Pero ya sea de modo presencial o virtual, muchos no saben cómo manejar la mirada social, y eso los llena de ansiedad. En primer lugar, necesitamos ser conscientes de que la opinión que tengo de mí mismo es asunto mío y nadie debería inmiscuirse. Y la opinión de los demás sobre mí es tema de ellos y, de ninguna manera, tiene que determinar cómo me siento.
Cuando alguien dice algo negativo de mí, ese mensaje me va a afectar solamente si yo creo que soy eso. De lo contrario, no hay motivo para sentirme mal. A quien me hace perder la calma, con sus palabras o su accionar, yo le entregué autoridad para que afecte mi estado de ánimo. No les demos ni valor ni autoridad a quienes sólo vienen a dañar nuestra vida.
Hagamos lo que hagamos, siempre va a haber alguien que no nos quiera y nos critique. ¡Es imposible caerle bien a todo el mundo! Y tampoco podemos vivir pendientes de la mirada de la gente, haciendo cosas para que nos amen. Lo más sano para nuestra estima es procurar respetar a los demás, por el simple hecho de que son seres humanos iguales a nosotros.

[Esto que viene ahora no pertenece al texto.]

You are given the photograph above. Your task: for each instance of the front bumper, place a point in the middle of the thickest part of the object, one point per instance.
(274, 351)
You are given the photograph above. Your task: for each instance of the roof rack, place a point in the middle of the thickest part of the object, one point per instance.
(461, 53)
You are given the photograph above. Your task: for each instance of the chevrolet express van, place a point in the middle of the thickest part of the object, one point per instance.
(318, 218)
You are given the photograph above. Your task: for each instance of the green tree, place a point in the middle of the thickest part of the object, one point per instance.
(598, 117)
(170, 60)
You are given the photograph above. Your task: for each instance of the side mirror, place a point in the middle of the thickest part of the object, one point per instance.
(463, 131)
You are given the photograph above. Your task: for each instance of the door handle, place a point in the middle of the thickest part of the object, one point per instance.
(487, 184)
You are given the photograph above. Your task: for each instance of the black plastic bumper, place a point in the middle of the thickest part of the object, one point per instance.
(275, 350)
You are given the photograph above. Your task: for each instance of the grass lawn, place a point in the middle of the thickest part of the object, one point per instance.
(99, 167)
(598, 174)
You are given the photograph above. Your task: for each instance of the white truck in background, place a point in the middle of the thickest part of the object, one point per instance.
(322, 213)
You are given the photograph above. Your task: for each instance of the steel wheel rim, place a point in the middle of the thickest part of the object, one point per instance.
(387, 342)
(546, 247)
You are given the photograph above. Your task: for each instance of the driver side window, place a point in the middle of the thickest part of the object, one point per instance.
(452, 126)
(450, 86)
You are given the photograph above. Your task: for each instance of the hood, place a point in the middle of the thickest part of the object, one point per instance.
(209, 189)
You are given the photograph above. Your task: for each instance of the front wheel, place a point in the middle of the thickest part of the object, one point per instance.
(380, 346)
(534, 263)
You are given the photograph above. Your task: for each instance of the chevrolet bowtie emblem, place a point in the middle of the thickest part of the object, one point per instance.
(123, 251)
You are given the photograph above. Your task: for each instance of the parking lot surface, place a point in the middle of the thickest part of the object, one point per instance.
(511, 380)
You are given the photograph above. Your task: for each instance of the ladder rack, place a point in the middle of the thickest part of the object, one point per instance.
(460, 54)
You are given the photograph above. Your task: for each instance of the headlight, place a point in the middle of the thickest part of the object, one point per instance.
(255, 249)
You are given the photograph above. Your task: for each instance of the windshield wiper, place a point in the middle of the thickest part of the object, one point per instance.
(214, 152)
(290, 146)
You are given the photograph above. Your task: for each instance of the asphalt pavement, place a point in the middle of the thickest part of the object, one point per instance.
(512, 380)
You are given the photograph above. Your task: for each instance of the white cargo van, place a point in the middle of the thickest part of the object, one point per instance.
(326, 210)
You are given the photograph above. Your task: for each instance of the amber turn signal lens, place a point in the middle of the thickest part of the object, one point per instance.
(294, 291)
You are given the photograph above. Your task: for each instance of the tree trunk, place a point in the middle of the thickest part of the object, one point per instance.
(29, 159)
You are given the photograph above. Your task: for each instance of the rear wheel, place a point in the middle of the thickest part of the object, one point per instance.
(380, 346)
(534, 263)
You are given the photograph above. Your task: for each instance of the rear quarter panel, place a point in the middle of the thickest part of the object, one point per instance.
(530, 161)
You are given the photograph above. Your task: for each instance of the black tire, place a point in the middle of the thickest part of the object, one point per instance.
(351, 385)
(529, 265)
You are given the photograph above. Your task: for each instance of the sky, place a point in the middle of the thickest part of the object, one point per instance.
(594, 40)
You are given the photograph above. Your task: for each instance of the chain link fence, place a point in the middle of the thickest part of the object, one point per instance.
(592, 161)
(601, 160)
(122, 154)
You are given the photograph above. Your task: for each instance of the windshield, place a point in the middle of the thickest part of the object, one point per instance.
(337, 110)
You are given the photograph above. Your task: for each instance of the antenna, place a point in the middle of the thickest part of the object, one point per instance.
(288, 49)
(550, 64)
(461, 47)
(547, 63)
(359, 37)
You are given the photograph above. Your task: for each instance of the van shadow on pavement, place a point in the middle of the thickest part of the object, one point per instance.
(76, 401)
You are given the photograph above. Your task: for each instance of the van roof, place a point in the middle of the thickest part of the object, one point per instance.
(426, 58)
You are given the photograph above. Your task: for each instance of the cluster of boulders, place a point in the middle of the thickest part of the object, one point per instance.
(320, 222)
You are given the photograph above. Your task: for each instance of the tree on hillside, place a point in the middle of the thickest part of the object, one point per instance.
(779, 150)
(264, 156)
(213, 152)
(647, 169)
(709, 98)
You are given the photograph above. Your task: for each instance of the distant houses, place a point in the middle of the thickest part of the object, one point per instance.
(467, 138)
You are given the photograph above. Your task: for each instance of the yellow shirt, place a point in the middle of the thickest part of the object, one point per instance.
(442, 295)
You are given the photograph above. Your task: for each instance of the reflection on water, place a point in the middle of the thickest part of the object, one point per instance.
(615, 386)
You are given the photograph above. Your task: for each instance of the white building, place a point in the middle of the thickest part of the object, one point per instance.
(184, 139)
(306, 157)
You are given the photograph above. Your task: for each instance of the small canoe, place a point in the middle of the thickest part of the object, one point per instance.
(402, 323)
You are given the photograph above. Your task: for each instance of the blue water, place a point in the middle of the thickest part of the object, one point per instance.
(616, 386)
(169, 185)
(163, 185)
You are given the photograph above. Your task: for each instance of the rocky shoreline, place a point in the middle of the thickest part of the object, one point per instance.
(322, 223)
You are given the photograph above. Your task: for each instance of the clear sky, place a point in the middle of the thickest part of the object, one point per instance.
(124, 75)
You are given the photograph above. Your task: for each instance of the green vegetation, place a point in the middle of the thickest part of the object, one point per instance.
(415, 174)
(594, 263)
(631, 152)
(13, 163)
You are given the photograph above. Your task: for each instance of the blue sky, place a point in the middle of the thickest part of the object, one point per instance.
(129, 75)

La mejor manera de reaccionar frente a los demás es “no reaccionando”. Ese es un límite sano que nos hace bien. Si algo nos enoja o nos molesta, es mejor permanecer callado porque, cuando uno está alterado, puede llegar a decir algo de lo que después se arrepienta. Esto no quiere decir que nunca deberíamos expresar lo que sentimos, pero lo ideal es hacerlo cuando estamos calmados para no generar conflicto. Si todos lo hiciéramos así, evitaríamos muchos problemas interpersonales.
Volviendo a las redes sociales, ¿cómo deberíamos reaccionar frente a los comentarios agresivos? Aquí es preciso aclarar que aquel que no nos quiere nos ignora. Si una persona se toma el trabajo de entrar a nuestro perfil de una red social y escribir un comentario, es porque está detrás de nuestra atención. No le somos indiferentes. La agresión, en el fondo, es una manera de llamar la atención. Entonces, no deberíamos molestarnos. Ahora, como ya mencionamos, si recibimos veinte comentarios positivos y uno solo negativo y este último nos afecta, será porque se activó en nosotros algo de la mirada social. La mejor reacción es la “no reacción”.
Todo lo que nos dicen y forma parte de la mirada de los demás tiene que ser utilizado como un instrumento racional, es decir, como un dato para establecer si hay algo que necesitamos modificar. La gente que está por encima de nosotros, la que está al mismo nivel y aun los desconocidos son fuentes de información a las que no deberíamos otorgarles un lugar afectivo (“este me quiere, este no me quiere”).
No tomemos la mirada social como algo personal. Simplemente tomémosla como un dato que nos sirva para ganar experiencia, aprender, mejorar y crecer cada día.